I am pleased to say that our elephant has given birth.  Mother and baby are doing well and we are off and running.  We are doing three things in this space to build a business case for doing more and by the spring of next year we hope to have moved from an also ran to being right up there with the best.

The first is a hackathon with Durham Students Entrepreneur Society on 21/22 January 2017.  It will involve a 24 hour event sticking to Major League Hacking rules, fuelled by beer and pizza. 

The overall theme is Improving the prosperity of Durham City and we are looking for solutions in these areas:

  • Maximising occupancy, hotel rooms, accommodation, business premises.
  • Increasing business, better footfall, increased retention, greater spend.
  • Using our culture, the Cathedral, the Castle, Lumiere
  • Safety, the problems that we have had with the river.

The second is a Smart County Initiative led by Business Durham. We’ve put some seed money aside to encourage the growth of new services and products.  One of Durham’s strengths is its low population churn.  Most people who are born in the county die there and this lends itself well to a living lab.

The Smart County Initiative will bring all sectors together and will use a combination of council and health data to create new products and services to address issues such as Obesity, Poverty, Alcohol abuse, Self-harm and Smoking.  Loneliness is something we also hope to be able to address.

The third is that we are going to let some data into the wild.  We have agreed a deal to use Data Mill North to host our data and we want to work with companies, individuals and groups to understand what they can do with the data we are releasing, what else they would like and what is missing.

We have around a hundred data sets to publish and are working closely with the Federation of Small Businesses to get this off the ground.  We are working with Data Mill North throughout November and hopefully you will start to see some data appearing in the early new year.

To summarise then data is not just about numbers, spreadsheets or PowerPoint presentations.  It is a far richer medium than the two dimensional.  It is filled with beauty and wondrous things.  I could argue that all humanity is data, locked up inside our nucleic acids and that what you see are merely the physical vessels that carry it around.  The hardware.

Data projects are hard, people are sceptical and you need to convince a lot of them.

You can approach your project in two ways, by trying to solve a problem or by looking for opportunities.  We need to open our minds to the possibilities that data contain.  Be more romantic.  Stop looking for answers.  Look for better questions.

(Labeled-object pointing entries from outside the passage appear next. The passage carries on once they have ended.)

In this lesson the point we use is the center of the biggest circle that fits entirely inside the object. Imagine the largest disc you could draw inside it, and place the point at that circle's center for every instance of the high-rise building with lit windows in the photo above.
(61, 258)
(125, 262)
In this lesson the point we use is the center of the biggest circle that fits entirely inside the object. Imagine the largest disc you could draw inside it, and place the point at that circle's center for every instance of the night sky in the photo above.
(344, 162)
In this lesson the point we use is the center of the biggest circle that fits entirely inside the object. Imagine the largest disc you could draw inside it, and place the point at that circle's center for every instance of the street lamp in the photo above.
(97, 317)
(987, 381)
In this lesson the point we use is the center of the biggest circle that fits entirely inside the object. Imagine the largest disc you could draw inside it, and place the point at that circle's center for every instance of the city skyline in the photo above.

People see things that you don’t.  Let them wander through your data.  Public data should be released into the wild.  After all its theirs anyway.  And finally there is gold in them there hills.

2 thoughts on “North East Data Group part 2

  1. Didn’t Durham once have something called a Data Observatory? What happened to them? Did the Big Data gang snuff them out in a turf war? Were they sacrificed for not being on the right zeitgeist? Looking forward to a probing investigation on BBC Inside Out.